Once I admitted it to myself, however, I went to work trying to get rid of it. I felt that if I could gain absolute control over my attractions and impulses it would eventually go away. I even snuck out a copy of the church’s twelve step addiction recovery program from the mission office. I spent much of the next year trying to change myself.

I remember getting the emails about Prop 8 while I was there. I remember being infuriated by the conflict going on. I especially hated the email about the protests at the temple. Looking back, I was definitely more impassioned about everything because of the skeletons in my own closet. But I still feel like the debate was vicious, on both sides. I know the members will say that the adversary was working on the side of gay rights, but in my mind all he wanted was hatred. And both sides gave it to him in abundance. 

Really, I am very grateful that I was out of the country for that awful time. I was much too fragile to be here for that. And I think God knew that. 

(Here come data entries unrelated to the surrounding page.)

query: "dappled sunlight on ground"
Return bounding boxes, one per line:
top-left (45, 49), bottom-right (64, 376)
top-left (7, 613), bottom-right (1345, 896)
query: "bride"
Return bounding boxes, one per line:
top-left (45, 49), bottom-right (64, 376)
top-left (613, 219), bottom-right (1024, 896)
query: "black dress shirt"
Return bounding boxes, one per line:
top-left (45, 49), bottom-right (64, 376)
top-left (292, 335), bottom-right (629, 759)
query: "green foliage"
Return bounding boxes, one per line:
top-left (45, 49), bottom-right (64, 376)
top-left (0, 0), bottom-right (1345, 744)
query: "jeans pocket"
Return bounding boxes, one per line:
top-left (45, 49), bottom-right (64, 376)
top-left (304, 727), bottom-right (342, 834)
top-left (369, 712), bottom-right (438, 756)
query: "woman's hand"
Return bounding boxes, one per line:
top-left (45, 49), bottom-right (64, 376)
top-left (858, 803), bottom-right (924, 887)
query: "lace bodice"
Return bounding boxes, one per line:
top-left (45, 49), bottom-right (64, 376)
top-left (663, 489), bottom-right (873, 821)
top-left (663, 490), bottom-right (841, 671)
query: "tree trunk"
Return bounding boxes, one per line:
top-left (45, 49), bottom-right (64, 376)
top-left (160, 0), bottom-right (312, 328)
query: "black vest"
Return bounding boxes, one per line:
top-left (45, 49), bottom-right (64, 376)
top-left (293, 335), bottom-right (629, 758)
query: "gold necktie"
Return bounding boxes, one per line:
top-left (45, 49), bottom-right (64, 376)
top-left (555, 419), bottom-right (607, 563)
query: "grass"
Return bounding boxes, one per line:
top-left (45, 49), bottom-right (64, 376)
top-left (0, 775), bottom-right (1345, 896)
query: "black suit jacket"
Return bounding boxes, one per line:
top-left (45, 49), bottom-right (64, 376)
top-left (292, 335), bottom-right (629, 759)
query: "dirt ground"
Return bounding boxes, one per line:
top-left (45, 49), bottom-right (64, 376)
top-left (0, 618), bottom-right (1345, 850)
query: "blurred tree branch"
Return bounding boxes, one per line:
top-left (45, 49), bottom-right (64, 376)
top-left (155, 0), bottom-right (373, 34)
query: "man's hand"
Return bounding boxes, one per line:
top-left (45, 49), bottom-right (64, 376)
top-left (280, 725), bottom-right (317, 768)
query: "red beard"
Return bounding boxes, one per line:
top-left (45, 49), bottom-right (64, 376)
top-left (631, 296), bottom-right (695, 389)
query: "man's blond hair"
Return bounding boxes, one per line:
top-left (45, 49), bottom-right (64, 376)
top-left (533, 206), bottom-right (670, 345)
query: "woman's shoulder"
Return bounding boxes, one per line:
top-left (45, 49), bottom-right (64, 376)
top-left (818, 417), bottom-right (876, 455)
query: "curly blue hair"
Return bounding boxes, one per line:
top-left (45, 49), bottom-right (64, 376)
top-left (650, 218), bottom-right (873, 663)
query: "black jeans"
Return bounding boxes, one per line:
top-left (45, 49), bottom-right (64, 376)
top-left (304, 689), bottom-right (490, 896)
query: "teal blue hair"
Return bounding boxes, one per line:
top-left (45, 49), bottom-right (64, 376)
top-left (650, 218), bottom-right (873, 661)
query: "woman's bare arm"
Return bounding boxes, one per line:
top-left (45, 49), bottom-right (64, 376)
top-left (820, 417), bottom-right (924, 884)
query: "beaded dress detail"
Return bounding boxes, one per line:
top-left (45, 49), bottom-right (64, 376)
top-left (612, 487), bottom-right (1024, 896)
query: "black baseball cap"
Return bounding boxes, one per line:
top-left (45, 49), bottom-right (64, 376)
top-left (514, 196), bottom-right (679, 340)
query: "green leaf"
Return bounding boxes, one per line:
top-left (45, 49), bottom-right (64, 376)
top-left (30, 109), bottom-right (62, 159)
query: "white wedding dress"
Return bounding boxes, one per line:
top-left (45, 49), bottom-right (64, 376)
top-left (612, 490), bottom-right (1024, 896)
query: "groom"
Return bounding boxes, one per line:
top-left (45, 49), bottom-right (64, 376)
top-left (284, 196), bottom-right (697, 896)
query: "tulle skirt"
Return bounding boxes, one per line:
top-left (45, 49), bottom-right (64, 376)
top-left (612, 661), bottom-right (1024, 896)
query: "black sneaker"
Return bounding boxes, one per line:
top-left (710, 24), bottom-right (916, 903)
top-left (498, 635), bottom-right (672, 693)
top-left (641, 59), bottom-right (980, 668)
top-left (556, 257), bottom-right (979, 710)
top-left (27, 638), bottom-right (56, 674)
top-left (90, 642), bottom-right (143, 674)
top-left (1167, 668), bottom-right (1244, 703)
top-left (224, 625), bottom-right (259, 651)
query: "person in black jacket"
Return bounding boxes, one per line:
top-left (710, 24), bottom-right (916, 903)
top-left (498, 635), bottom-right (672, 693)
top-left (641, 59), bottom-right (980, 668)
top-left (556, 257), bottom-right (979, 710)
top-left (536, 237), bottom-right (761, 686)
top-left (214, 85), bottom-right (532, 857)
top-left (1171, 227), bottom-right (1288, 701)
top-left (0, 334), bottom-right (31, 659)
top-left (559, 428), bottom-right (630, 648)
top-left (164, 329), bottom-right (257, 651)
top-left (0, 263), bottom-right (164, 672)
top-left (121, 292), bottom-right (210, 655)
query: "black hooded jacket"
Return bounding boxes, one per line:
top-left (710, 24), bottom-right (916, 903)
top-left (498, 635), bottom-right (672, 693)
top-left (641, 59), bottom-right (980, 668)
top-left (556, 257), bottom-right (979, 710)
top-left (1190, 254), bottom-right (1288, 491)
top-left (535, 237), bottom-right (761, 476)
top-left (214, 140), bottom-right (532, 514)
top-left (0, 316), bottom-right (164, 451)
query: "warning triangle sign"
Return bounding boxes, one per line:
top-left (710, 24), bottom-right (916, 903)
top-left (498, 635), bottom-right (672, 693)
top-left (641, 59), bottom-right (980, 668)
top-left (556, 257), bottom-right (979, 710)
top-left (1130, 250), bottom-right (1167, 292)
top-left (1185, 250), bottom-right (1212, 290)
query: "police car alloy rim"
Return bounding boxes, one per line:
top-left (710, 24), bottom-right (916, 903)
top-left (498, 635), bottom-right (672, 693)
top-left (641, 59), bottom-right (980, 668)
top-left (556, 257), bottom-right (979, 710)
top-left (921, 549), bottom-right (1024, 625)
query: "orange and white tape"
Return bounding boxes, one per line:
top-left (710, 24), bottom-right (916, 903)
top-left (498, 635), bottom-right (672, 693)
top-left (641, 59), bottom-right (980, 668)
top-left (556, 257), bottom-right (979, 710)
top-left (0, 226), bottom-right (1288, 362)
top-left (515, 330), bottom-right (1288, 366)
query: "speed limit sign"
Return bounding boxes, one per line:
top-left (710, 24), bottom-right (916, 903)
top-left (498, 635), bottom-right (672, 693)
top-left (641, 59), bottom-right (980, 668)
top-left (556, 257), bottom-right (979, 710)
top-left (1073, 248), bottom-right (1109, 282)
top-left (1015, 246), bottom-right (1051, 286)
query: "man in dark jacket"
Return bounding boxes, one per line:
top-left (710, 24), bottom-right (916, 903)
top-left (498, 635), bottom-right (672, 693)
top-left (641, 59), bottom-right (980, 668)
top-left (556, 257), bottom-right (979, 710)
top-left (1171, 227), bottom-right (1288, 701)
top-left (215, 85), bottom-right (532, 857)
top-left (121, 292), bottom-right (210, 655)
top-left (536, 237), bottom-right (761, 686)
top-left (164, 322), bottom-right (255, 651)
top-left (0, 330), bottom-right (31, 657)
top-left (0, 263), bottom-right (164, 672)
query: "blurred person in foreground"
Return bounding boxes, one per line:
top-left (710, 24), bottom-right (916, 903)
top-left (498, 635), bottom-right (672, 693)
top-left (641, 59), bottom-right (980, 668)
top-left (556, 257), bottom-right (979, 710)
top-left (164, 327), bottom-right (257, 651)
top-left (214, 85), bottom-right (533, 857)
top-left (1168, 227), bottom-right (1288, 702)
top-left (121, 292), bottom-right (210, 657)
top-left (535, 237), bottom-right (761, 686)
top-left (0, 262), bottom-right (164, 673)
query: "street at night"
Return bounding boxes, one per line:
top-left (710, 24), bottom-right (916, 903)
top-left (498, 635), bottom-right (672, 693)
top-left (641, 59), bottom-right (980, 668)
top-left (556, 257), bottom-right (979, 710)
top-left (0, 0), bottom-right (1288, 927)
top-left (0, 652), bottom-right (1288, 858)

Regardless of how I felt about politics or my inner feelings though, I was drawn to certain guys. There was one missionary that I had served with that I thought was cute. Sometime after we had served together we were playing ultimate Frisbee at the park on p-day with a bunch of the other missionaries. I hadn’t seen him in a while, and I saw that he had lost his greenie weight and looked pretty good. As we played he and I joked, and if I didn’t know any better he even flirted with me to a degree. This made my blood run hot and I flirted a little back. I think at one point we even touched hands in between plays. Even now the memory grabs at my breathing a bit. Nothing ever happened, but it was definitely a defining moment.

By the time I finished up my mission I felt like I had gained some control over my attractions. In the last couple of weeks I even thought that they were gone. I finished my mission and came home on a high note.

America is wonderful. I love this country and I missed it like crazy. Driving home from the airport was like being thrown back into a world of vibrant colors.

Within a week it was obvious that my feelings hadn’t gone away. But I didn’t have too much time to dwell on it. I got back a week before the new semester, and in a few days I was off to Provo to reunite with happy valley.